Wednesday, January 29, 2020

Fracking


A treatise on fracking arrived in the mail.  Of all the environmental injustices today, this one bothers me at a personal level.  The Pennsylvannia coal fields, the exposed layers of shale and slate I could see in the old river basin near where I grew up, are ripe for it.  I think of the Blue Ridge mountains, the sassafras trees, the waterfalls, Laurel Run creek and the Schuylkill River practically in my backyard.  Miners blowing off the tops of mountains in the Appalachians.  An injury as personal to myself as my mother cutting down the centuries-old oak tree in our front yard.

We are born of place.  The place we grew up in is our psychic home, and to destroy it is to destroy our own foundation.   

When I woke up this morning, I was thinking about Native Americans, how we drove them from the natural lands of their birth and culture.  Imagine being lifted up and dropped in Antarctica.  How bewildered you would be, how desperate to simply survive.  How people—friends, family, neighbors, ourselves--would die from inexperience, the absence of cultural practices designed over centuries to keep them alive.  Or if that’s too extreme, imagine a rural village in China, the Namibian desert.  Alien, the opposite of home.
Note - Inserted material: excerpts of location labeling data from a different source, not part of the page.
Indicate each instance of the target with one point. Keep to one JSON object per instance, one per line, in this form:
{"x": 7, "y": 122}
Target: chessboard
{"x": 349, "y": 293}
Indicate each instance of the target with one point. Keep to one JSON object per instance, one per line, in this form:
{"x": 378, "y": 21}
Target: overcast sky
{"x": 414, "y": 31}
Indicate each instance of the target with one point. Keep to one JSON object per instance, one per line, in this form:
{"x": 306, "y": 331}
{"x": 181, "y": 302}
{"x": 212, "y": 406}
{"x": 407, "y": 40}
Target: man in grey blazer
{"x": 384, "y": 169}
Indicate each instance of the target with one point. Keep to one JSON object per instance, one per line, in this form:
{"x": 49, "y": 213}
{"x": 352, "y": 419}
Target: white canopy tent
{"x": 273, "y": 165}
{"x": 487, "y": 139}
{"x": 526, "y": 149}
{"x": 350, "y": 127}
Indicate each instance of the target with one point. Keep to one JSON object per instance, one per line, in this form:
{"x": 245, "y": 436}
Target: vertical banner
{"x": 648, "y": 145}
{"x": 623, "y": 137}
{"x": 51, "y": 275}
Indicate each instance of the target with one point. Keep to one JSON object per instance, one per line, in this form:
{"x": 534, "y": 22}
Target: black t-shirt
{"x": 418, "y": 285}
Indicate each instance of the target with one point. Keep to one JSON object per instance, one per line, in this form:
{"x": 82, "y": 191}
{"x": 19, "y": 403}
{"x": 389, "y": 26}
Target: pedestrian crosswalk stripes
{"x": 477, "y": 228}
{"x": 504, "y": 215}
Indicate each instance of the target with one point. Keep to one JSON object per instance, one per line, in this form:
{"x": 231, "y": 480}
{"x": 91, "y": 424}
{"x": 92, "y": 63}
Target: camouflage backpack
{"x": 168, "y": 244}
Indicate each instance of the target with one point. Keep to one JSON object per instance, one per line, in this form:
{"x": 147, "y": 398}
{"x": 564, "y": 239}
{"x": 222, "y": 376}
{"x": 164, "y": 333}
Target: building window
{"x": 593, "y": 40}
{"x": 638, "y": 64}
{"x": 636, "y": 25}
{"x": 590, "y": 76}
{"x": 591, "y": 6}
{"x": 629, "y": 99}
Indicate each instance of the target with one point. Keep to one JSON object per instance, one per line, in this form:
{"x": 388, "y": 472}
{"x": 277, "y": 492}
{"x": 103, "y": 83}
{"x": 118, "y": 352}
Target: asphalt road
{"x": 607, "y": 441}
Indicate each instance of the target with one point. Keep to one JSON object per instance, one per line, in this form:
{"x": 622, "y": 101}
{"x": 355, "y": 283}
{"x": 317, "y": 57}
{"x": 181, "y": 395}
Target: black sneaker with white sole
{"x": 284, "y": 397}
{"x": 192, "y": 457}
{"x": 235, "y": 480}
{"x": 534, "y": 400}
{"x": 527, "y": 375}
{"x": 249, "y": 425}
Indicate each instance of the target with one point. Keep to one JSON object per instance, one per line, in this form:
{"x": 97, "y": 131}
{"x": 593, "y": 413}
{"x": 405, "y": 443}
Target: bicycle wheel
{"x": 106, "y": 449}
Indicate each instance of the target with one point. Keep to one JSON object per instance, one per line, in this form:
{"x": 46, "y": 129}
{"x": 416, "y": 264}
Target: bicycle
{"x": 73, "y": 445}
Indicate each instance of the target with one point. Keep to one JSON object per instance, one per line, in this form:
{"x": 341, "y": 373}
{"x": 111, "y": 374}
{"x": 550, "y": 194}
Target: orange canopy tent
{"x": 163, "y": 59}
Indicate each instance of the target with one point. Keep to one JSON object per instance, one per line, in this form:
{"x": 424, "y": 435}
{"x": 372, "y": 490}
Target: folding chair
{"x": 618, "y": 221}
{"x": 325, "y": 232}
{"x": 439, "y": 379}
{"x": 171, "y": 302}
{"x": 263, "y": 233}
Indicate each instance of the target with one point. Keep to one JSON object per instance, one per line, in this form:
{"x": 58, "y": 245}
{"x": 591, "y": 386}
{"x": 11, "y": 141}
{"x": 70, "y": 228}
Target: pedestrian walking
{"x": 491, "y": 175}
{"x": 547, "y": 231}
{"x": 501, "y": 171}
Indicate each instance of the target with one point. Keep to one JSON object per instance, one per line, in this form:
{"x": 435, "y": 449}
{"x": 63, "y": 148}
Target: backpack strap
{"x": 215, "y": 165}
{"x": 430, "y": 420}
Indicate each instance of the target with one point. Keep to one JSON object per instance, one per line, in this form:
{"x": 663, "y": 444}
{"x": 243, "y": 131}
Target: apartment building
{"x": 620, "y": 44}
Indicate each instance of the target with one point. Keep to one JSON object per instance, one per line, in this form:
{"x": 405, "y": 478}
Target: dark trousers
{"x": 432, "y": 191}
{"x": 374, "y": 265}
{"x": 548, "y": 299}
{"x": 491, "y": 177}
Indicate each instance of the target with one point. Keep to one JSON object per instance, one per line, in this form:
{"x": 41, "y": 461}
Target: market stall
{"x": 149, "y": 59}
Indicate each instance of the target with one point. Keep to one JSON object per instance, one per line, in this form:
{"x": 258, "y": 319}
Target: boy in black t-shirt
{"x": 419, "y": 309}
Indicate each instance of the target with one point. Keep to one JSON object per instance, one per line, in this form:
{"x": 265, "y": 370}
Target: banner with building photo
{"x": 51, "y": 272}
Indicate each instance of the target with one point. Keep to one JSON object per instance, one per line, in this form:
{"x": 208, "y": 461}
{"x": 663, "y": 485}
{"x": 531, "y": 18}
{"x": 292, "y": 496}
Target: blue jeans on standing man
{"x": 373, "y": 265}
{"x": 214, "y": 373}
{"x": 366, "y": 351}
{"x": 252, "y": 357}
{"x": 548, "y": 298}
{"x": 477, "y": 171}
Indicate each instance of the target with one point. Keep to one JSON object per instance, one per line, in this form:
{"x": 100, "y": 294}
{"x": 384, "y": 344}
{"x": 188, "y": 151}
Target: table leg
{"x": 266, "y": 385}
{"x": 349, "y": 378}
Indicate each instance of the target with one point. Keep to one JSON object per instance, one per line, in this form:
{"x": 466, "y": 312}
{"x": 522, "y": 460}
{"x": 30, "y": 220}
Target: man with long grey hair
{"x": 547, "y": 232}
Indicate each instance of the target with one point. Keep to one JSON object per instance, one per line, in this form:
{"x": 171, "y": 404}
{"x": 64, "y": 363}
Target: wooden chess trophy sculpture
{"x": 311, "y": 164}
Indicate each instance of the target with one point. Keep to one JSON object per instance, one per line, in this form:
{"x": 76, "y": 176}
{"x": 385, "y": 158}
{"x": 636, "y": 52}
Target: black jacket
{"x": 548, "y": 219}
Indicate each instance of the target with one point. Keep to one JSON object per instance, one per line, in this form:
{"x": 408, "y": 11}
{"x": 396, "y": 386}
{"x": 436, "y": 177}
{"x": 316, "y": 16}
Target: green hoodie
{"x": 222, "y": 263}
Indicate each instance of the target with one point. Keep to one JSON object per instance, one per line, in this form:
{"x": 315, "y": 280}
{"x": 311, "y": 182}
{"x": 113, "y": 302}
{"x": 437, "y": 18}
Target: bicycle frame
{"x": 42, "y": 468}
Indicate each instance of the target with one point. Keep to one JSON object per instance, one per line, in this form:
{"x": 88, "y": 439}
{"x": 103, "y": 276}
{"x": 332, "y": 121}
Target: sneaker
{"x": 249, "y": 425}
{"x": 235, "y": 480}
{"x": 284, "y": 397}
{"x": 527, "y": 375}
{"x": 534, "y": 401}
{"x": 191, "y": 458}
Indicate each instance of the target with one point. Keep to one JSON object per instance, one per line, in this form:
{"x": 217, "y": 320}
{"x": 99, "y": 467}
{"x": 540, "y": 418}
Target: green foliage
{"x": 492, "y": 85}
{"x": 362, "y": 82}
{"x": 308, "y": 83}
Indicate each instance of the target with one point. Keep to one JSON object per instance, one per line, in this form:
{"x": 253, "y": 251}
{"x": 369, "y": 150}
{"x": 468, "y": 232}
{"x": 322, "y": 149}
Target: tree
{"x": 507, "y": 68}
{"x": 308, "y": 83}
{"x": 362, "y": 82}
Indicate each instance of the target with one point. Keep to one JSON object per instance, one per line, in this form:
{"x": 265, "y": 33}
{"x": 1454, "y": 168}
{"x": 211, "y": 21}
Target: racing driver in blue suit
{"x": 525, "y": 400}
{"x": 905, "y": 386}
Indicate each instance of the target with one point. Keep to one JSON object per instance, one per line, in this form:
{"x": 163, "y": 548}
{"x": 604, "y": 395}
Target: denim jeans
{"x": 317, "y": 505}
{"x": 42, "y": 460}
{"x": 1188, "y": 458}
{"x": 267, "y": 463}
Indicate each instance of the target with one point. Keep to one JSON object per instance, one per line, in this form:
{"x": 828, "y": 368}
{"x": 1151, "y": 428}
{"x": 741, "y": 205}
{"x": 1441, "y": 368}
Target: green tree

We’re driving ourselves into an alien environment.  One for which we have no tricks or practices or beliefs to keep us alive.  One in which there is no relief on or off the dusty reservation.

Artists see further ahead than the rest of us.  This is the future that writers like Richard Powers (The Overstory) and William Vollmann (The Dying Grass) and Barbara Kingsolver (Unsheltered) are already imagining.  We’d best pay attention.